NSX controllers helps to simplify the physical infrastructure and eliminates the need for multicast support in the physical network infrastructure to enable intra-VXLAN

communication. Perimeter NSX Edge

The Federation Enterprise Hybrid Cloud solution provides multitier security support and security policy enforcement by deploying NSX Edges as perimeter firewalls. An NSX Edge can be deployed at different tiers to support tiered security policy control. Each site's NSX Manager deploys corresponding NSX Edge Services Gateways (ESGs) configured for services such as firewall, DHCP, NAT, VPN, and SSL-VPN.

Logical switches

NSX provides logical networking support through logical switches corresponding to VXLAN segments. These logical switches support the extension of Layer 2 connections between various virtual machines and other networking components such as NSX Edges and logical routers. The use of VXLAN also increases the scalability of the solution.

For the DR for the Federation Enterprise Hybrid Cloud solution topology, transit logical switches are required on both sites to provide connections between the DLRs and NSX Edges, as shown in Figure 25 and Figure 26. Duplicate logical switches are also needed on both sites for use by the workload virtual machines.

Figure 26. Logical switches on Site B Distributed logical router

Three-tier applications are the most commonly deployed model in enterprises and can be used to demonstrate the network and security provisioning capabilities of NSX when integrated with vRealize Automation.

The web tier is external facing and load balanced, serving web pages to users. Each web server needs to communicate with the application server; the application server in turn writes to and retrieves data from the database server.

Where vRealize Automation provisions multimachine workloads to networks not created by vRealize Automation (that is, to a pre-provisioned deployment), the networks and router must be created before vRealize Automation can provision the virtual machines. The network adapters of the deployed virtual machines are connected to their respective DLR and an IP address is assigned using either Dynamic Host Configuration Protocol (DHCP) or, as in this solution, a static IP address.

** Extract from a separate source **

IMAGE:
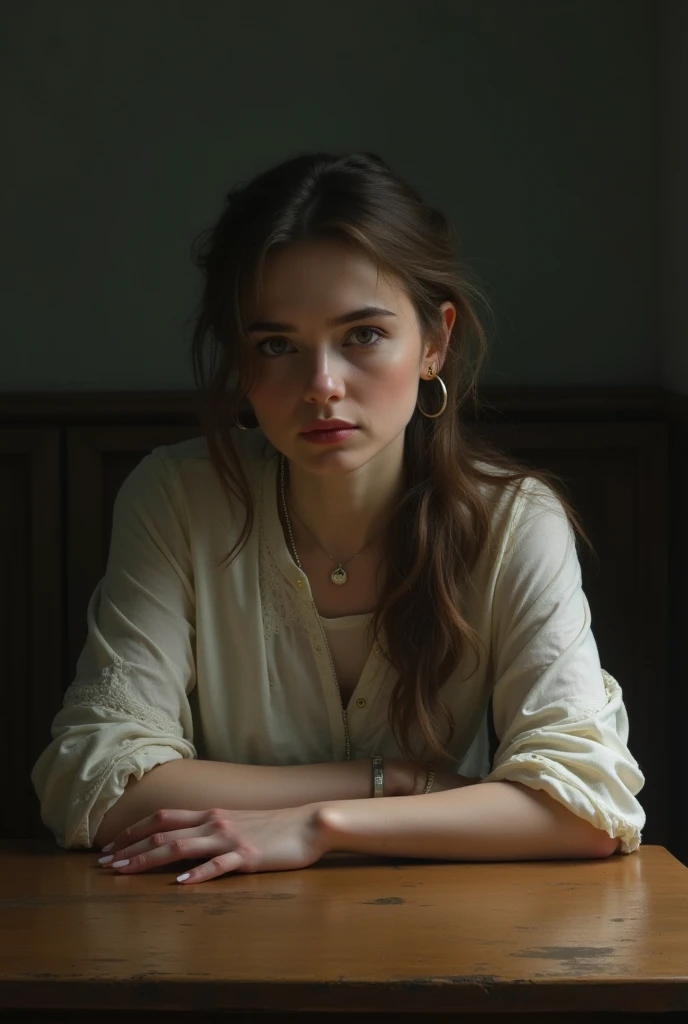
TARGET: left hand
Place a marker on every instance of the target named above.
(281, 840)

The DLR provides the default gateway services for the virtual machines connected to the pre-provisioned application networks. The use of DLR optimizes the traffic flow and throughput for communication between the virtual machines of the multitier applications. Using the transit logical switch segment, the DLR provides a routed path to the ESG and thereby to the physical core for north/south traffic.

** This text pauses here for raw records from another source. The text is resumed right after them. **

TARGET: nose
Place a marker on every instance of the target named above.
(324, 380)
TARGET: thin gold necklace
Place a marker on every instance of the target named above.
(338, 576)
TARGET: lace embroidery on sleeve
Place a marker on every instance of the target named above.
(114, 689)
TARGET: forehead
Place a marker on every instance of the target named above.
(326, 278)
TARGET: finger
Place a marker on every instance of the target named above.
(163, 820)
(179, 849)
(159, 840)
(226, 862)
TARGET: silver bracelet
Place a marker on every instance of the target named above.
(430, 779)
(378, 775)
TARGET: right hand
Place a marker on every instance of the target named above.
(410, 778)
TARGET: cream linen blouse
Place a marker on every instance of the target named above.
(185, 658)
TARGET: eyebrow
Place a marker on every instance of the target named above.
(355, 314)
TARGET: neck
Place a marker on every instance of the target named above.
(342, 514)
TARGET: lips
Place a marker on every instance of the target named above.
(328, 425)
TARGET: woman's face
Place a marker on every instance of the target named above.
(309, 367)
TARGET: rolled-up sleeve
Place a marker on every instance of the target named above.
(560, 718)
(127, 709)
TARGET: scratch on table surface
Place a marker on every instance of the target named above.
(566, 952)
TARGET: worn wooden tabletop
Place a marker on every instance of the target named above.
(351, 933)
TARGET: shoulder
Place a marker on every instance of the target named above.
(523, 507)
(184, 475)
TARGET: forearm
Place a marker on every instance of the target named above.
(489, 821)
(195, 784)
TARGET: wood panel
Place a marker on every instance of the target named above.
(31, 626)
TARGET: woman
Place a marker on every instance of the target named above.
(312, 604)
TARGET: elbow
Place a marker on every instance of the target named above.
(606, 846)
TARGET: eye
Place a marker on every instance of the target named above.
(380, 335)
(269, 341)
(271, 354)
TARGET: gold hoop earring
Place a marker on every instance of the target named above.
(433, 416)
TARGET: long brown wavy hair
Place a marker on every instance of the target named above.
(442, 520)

The DLR control virtual machine is deployed on the NEI Pod in high-availability mode. In this mode, two virtual machines are deployed on separate hosts as an active/passive pair. The active/passive pair maintains state tables and verifies each other's availability through heartbeats. When a failure of the active DLR is detected, the passive DLR immediately takes over and maintains the connection state and workload availability.

A DLR kernel module is deployed to each NSX-enabled Workload Pod host to provide east/west traffic capability.

To provide default gateway services on both sites, a corresponding DLR must be deployed on both sites, as shown in Figure 27.

Figure 27. DLR interfaces on Site A and Site B

This Federation Enterprise Hybrid Cloud solution supports migration of virtual machines to the recovery site without the need to change the IP addresses of the virtual machines. Default gateways on each site are created using DLRs. By configuring the DLRs on both sites identically, the same IP addresses and IP subnets are assigned to their corresponding network interfaces, as shown in Figure 27. In this way, there is no need to reconfigure workloads default gateway settings in a recovery scenario.

A dynamic routing protocol is configured for the logical networking and is integrated with the physical networking to support dynamic network convergence and IP mobility for the

networks (subnets) supported for DR. This approach simplifies the solution and eliminates the need to deploy additional services to support IP address changes.

A prefix configured on the DLR specifies the subnets of directly connected public networks. The DLR can also support private networks; these networks are reachable only within the DLR, with access prohibited from outside the DLR networks.